Artists Suffrage League
The Artists Suffrage League was established in January 1907 to assist with the preparations for the 'Mud March' organised by the National Union of Women's Suffrage Societies in February of that year. However, it continued with the creation of suffrage propaganda specifically for the use of the society. The body of artists involved was responsible for the creation of a large number of banners, illustrated pamphlets, playing cards, posters and even Christmas cards, tea cups, badges, buckles and postcards all aimed at the visual strengthening of their campaign. The artists involved included Emily Ford, May H Barker, Clara Billing, Dora Meeson Coates, Violet Garrard, Bertha Newcombe and Emily J Harding Andrews. The ASL was responsible for the decoration of the Queen's Hall in 1918 which had been organised by the NUWSS.
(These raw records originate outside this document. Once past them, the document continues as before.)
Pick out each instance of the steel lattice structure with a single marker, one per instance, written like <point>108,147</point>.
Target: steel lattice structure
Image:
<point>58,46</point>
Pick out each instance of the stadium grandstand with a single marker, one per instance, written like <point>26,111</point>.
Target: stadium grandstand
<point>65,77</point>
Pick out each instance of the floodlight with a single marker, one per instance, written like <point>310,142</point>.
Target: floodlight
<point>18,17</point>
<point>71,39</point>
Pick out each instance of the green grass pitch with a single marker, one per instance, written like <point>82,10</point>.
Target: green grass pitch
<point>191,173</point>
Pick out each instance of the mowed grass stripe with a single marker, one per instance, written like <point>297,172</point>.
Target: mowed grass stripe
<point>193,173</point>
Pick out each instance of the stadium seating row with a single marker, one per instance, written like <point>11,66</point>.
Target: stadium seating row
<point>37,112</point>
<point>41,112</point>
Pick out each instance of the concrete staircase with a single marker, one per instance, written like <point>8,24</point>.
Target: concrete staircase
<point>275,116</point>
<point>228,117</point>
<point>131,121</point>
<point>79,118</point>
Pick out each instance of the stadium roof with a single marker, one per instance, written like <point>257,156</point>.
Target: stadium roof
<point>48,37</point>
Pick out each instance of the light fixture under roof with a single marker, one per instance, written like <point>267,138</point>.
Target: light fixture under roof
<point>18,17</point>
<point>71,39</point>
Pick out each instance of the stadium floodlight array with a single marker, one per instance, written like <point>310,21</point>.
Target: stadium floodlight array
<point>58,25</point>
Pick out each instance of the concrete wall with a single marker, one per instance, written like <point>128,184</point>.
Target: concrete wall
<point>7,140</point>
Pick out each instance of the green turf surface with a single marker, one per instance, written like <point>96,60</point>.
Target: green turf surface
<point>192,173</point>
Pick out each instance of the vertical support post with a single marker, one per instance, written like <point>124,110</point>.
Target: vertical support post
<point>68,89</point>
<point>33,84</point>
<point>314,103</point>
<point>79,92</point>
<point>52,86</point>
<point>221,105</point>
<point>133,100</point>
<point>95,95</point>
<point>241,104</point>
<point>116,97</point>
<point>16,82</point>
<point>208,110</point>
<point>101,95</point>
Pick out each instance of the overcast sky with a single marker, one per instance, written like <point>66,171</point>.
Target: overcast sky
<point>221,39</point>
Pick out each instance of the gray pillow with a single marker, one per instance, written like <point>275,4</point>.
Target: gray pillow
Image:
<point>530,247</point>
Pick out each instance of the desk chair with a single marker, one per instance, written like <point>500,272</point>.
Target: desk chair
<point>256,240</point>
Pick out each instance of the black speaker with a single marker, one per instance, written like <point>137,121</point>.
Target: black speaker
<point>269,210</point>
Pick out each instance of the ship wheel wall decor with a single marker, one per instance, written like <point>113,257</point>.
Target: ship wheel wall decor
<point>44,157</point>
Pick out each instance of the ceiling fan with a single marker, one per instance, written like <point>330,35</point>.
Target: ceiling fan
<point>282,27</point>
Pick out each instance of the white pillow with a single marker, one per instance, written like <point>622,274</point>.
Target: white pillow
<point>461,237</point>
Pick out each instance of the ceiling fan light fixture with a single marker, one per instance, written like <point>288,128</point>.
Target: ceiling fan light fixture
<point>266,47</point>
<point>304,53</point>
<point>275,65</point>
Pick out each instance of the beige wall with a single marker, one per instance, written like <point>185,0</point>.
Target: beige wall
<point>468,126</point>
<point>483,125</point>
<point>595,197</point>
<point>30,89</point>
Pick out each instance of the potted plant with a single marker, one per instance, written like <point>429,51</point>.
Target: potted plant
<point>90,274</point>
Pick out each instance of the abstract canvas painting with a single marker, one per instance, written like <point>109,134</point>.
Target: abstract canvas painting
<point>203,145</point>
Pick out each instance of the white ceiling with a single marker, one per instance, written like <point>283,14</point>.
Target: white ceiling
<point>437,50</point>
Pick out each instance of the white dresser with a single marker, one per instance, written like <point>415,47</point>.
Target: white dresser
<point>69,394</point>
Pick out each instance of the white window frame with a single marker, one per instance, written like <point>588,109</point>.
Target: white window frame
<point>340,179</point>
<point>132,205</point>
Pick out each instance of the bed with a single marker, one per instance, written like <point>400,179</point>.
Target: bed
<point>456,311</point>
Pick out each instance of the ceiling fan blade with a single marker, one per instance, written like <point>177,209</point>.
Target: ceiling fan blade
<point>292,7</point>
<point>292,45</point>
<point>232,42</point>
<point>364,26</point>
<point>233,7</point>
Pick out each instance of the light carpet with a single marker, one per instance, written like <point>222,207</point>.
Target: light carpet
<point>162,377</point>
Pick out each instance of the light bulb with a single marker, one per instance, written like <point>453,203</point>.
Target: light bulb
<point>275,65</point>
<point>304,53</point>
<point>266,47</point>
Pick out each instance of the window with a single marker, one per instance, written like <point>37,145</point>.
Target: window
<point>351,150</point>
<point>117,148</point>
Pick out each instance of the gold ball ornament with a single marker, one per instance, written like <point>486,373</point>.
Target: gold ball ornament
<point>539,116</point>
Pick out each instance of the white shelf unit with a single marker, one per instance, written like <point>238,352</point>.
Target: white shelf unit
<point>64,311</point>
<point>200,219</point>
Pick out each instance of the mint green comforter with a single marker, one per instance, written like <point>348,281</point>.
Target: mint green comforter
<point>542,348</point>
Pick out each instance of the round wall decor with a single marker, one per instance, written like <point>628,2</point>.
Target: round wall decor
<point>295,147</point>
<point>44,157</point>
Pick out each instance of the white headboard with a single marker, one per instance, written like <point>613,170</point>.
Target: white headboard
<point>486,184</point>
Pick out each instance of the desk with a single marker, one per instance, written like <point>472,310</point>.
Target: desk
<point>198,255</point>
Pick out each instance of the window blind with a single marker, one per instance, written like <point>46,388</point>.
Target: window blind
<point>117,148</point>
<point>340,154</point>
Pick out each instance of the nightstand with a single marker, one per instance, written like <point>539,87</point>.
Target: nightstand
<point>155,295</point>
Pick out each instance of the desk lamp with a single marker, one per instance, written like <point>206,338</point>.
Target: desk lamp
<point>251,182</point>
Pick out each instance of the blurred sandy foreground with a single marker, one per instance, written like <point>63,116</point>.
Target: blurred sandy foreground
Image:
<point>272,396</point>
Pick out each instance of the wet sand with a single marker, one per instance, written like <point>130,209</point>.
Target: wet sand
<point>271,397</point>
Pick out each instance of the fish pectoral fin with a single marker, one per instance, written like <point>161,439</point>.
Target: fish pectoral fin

In 1909 the Suffrage Atelier was formed to encourage submissions from non-professional artists. This 'organisation' was closely involved with the Women’s Freedom League and the Women’s Social and Political Union. An exhibition entitled 'Art for Votes' Sake: Visual Culture and the Women's Suffrage Campaign' was held at the Women's Library, located in East London in 2003.
There also existed the Women's Social and Political Union(WSPU) which was the leading militant organisation campaigning for Women's suffrage in the United Kingdom, 1903–1917. Its membership and policies were tightly controlled by Emmeline Pankhurst and her daughters Christabel and Sylvia (although Sylvia was eventually expelled). It was best known for hunger strikes which led to forced feeding, for breaking windows in prominent buildings, and for night-time arson of unoccupied houses and churches.